Ladino grows well in association with cool season perennial grasses such as perennial ryegrass, bluegrass, velvetgrass and timothy. It will not do well with fescue, orchardgrass, bermudagrass or bahiagrass. In most of the U.S., I recommend mixing ladino clover with one of the annual grains such as wheat, rye, or oats because the above cool season perennial grasses are generally not good deer forage except in the North. Inoculation (live Rhizobium bacteria that helps clover fix nitrogen) is critical to seedling survival and soil pH is critical to inoculant survival. Buy pre-inoculated ladino with the clay/lime coating and be sure soil pH is above 6.0 at planting. Broadcast rate in the South is 5 lbs/acre ladino mixed with 7 lbs/acre red clover and 50 lbs/acre wheat (or rye or oats) planted in September/early October. An alternative month is late February/early March for ladino/red clover/oats mixture. In the far North, plant pre-inoculated ladino (5 lbs/acre) with red clover (7 lbs/acre) and perennial ryegrass (20 lbs/acre) or timothy (5 lbs/acre). Plant ladino mixes in September or April in the North. Ladino can be mixed with red clover and frost-seeded in late winter. Fertilize according to soil test. In lieu of a soil test, keep nitrogen levels low (< 60 lbs/acre) to avoid grass competition and apply plenty of phosphorus and potassium (ex:300 lbs/acre of 19-19-19 or 300 lbs/acre8-24-24). Ladino clover production will be slow the first fall, but high production will begin in early spring and continue through October or November for several years thereafter. While the Ladino starts slowly (developing a root system and nodules to fix its own nitrogen), the red clover and the grasses in the recommended mixes provide immediate forage production for deer in the first fall. These companion plants also act as a nurse crop by diverting grazing pressure away from new ladino seedlings.
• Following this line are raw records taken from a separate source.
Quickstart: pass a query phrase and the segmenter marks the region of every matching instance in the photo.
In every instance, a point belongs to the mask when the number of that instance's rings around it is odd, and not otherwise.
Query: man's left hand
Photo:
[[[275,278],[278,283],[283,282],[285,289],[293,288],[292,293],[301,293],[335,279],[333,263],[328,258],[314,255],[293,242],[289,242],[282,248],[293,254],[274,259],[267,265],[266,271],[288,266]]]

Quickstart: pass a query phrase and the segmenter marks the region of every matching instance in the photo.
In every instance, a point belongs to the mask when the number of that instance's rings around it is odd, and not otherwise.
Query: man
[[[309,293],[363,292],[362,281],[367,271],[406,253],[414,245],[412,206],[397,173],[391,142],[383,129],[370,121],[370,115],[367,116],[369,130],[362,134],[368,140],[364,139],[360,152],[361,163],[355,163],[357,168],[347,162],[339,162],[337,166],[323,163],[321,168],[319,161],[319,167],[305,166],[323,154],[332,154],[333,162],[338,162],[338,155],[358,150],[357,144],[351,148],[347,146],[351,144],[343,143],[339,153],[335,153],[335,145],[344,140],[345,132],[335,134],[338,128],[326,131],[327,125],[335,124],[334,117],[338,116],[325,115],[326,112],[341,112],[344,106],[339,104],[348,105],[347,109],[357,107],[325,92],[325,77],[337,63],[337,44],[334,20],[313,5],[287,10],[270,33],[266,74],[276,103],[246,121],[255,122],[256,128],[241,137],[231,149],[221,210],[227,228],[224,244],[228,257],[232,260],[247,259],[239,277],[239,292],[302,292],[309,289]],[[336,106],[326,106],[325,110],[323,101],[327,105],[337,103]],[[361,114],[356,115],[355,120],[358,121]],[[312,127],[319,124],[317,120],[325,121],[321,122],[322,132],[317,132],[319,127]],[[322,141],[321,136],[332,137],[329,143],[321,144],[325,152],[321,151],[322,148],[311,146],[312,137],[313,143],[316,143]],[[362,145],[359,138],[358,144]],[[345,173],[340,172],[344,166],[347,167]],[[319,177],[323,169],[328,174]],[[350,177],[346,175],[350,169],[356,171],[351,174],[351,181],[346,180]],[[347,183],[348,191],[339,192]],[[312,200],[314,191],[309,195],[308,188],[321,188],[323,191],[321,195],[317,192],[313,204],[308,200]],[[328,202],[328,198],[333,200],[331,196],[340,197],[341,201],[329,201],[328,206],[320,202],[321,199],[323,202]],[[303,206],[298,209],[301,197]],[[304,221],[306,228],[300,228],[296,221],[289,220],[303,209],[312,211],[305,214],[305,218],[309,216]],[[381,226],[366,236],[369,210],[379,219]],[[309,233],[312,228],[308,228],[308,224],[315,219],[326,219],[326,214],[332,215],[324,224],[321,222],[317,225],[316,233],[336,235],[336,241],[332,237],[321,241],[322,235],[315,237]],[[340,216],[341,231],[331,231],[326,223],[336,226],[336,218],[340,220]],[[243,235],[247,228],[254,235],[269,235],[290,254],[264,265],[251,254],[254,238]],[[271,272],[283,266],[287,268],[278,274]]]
Management of ladino clover is dependent on grass management and weed control. Ladino planted with perennial grasses should be mowed frequently (2 or 3 times per summer) with the final mowing in late August. Fertilizer should be applied once per year in September with 300 lbs/acre of 0-20-30. The same management technique is used for ladino planted with annual grasses but fewer mowings maybe needed, depending on weed competition. If everything goes well, the second year stand should be a mixed stand of ladino and red clover with the third year being pure ladino. If wild grasses (crabgrass, johnsongrass, bermudagrass, bahiagrass, foxtail, fescue or ryegrass) become a problem competing with clover, Poast grass-selective herbicide (mixed with crop oil) can be sprayed when grasses are 6-8 inches tall to remove grasses without damaging the clover stand. Apply when grasses are vigorously growing. Cultivars in the U.S. which are in widespread use include California Ladino, Osceola, Regal, Tillman, Advantage, Will, Tripoli, Alice and Patriot (a Pennington hybrid). I have used all of the above varieties in north Georgia and all produce well and are utilized heavily by deer. Both Osceola and Patriot are noted for their persistence. New ladino clover blends include Rackmaster Supreme Clover/Rye Blend, Rackmaster Ultimate Perennial Mixture, Rackmaster Refuge Mixture, and Rackmaster Clover Blend. New cultivars and hybrids of ladino and medium leaf white clovers, which are even more persistent, should be available in a few years. In my opinion, using a perennial for deer plots is the way to go! Ladino clovers fit the bill for a productive, high quality perennial plant that is tops on the deer preference list at 25-30% protein and 70% digestibility.